Il presidente dell'associazione non sindacale Federpetroli annuncia la discesa delle tariffe alla pompa e difende il comparto petrolifero. Michele Marsiglia chiede di fermare la caccia alle streghe contro le compagnie di distribuzione.

I prezzi dei carburanti distribuiti nelle stazioni di servizio italiane registrano una costante tendenza al ribasso da ormai tre settimane, una discesa che potrebbe presto trasformarsi in un risparmio massiccio per gli automobilisti. Se le tensioni geopolitiche internazionali dovessero allentarsi, garantendo la piena stabilizzazione del traffico navale nello stretto di Hormuz, il passaggio marittimo cruciale del Medio Oriente attraverso il quale transita una fetta fondamentale del petrolio mondiale, le tariffe alla pompa potrebbero crollare fino a toccare una riduzione compresa tra i trenta e i quarantacinque centesimi al litro.

A tracciare le stime sui futuri ribassi è intervenuto da Milano Michele Marsiglia, presidente di Federpetroli, l'associazione non sindacale che raggruppa le aziende e le industrie operanti nel settore degli idrocarburi. Il vertice del comparto petrolifero ha spiegato che il costo finale pagato dai consumatori non dipende esclusivamente dalle oscillazioni del barile di greggio sui mercati finanziari. Il prezzo è infatti il risultato di quella che in economia viene definita catena del valore, ovvero l'insieme dei costi di estrazione, raffinazione, trasporto logistico e tassazione statale che si sommano in successione prima che il prodotto arrivi materialmente nell'erogatore della stazione di servizio.

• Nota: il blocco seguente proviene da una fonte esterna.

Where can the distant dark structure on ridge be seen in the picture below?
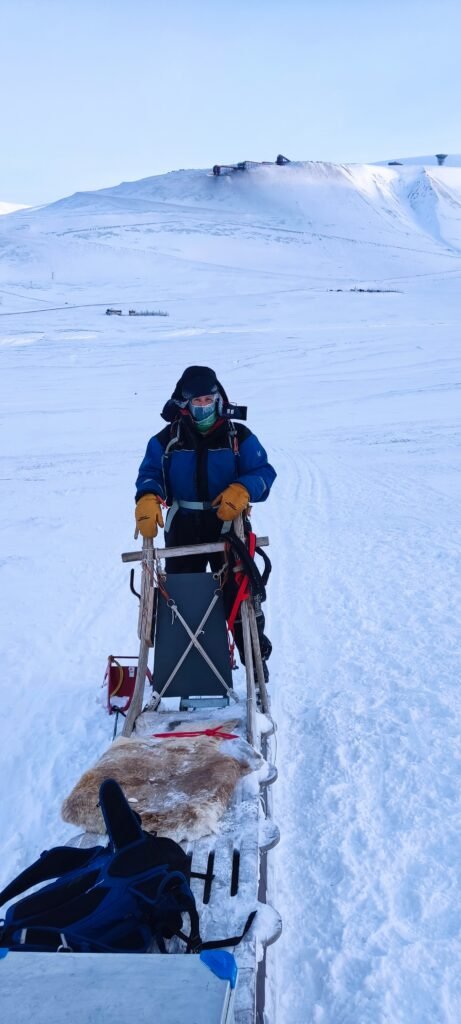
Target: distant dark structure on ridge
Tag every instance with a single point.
(246, 165)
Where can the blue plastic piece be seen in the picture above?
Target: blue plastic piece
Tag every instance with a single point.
(221, 964)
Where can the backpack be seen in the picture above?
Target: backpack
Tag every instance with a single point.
(117, 898)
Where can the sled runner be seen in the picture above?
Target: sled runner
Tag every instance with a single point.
(187, 730)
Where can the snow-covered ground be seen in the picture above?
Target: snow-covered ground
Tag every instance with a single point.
(355, 395)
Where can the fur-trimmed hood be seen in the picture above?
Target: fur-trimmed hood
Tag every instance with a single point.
(177, 401)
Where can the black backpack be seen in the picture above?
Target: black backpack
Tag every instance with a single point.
(118, 898)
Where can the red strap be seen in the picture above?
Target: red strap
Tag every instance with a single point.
(200, 732)
(243, 593)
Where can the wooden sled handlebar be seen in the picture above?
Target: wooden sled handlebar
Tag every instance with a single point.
(189, 549)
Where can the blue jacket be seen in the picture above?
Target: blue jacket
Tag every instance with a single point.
(183, 465)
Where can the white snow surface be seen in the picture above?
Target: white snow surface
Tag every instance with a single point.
(355, 395)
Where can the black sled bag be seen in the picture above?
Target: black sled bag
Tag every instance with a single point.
(117, 898)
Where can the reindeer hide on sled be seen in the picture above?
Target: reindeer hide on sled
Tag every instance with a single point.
(179, 786)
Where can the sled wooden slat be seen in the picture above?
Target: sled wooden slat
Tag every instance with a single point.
(111, 988)
(187, 549)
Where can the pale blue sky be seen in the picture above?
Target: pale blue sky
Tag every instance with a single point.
(98, 91)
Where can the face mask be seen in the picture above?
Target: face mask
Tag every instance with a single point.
(201, 413)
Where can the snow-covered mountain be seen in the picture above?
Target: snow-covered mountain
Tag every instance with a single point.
(10, 207)
(451, 160)
(327, 298)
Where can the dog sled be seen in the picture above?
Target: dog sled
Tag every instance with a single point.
(193, 767)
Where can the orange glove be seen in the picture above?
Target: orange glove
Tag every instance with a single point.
(232, 502)
(149, 515)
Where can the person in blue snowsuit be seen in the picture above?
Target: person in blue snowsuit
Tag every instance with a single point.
(206, 468)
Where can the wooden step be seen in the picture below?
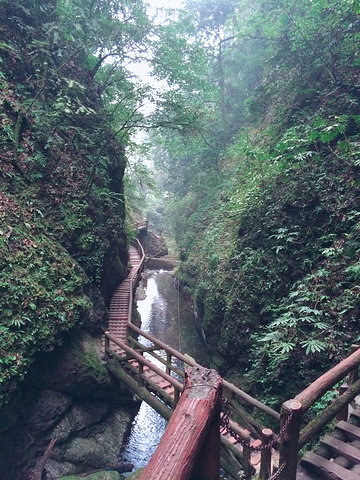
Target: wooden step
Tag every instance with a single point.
(327, 469)
(351, 431)
(342, 448)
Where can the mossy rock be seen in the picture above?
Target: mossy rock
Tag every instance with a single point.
(105, 475)
(135, 475)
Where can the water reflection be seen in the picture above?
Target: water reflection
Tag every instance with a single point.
(166, 315)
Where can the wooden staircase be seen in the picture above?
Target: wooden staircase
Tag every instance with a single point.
(338, 455)
(121, 303)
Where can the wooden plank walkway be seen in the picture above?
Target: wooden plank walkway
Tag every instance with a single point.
(337, 457)
(120, 305)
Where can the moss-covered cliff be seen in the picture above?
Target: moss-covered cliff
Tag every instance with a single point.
(265, 201)
(62, 237)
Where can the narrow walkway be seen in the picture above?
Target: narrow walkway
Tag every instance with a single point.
(160, 384)
(120, 306)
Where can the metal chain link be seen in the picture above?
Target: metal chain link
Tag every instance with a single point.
(225, 426)
(277, 473)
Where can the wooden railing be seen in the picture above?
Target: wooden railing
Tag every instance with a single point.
(293, 410)
(291, 436)
(190, 446)
(173, 363)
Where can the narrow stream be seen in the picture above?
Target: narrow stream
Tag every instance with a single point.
(166, 315)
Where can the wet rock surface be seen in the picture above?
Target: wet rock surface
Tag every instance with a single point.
(69, 395)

Per arginare gli allarmi sui rincari e difendere l'operato delle aziende distributrici, il presidente ha inquadrato le dinamiche del mercato affidando la propria posizione a una dichiarazione testuale diffusa attraverso l'agenzia di stampa LaPresse: «I prezzi dei carburanti alla pompa subiscono le variazioni a rialzo o ribasso rispettando diverse variabili e passaggi della catena del valore, non bisogna solo guardare al greggio che sale o che scende. Lo abbiamo più volte spiegato, specialmente in questi mesi delicati. E’ da tre settimane che sul mercato Italia i prezzi sono in continuo ribasso e se la situazione Hormuz si stabilizza il calo può arrivare anche a -30/45 centesimi a litro. I consumatori oggi conoscono le componenti del fattore prezzo, evitiamo inutili polemiche da caccia alle streghe alle compagnie petrolifere».